A taken image of the spread of the third Free Font Index, featuring the Lato font family by Łukasz Dziedzic. Image is re-colourised in red, black and white.
Łukasz Dziedzic’s Lato font family is featured in the third Free Font Index. Released in 2011, Lato has seen constant use throughout the years till today. Spread contents belong to Hans Lijklema.

This article merely grazed the thick set of typefaces that the Free Font Index covers. The documented fonts have close relations to a life that was around 20 years ago, where we can see the many different experimental types that paved the breakthroughs of the typographers being listed in the indexes.

While it means that the listed free fonts might not be the most polished or sellable, the Free Font Index however documents a very honest perspective of what’s gaining traction or inhibiting the subconsciousness in those early years of the typemakers’ lives. As such, going through the indexes is like viewing a time capsule.

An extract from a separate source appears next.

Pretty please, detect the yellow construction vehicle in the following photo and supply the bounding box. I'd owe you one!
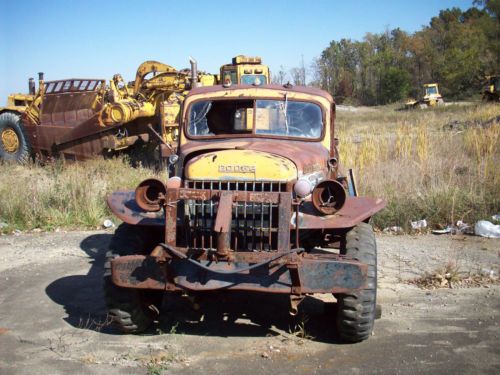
[405,83,444,108]
[220,55,271,86]
[483,75,500,102]
[0,55,270,162]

A time capsule where one can learn from past works, and add new life to it.

If you’d like to reinvigorate or reinterpret an old design, consider delving through the Font Indexes, collecting some types in there, and resurrecting them in your design projects. Wishing you all the best if you do!

Get your hands on the Free Font Index series at Amazon, or a library near you.

Note: While all featured fonts stated in this article and the Free Font Index series are free to use, please do heed the different attached license agreements regarding modifications, distribution and other important conditions stated.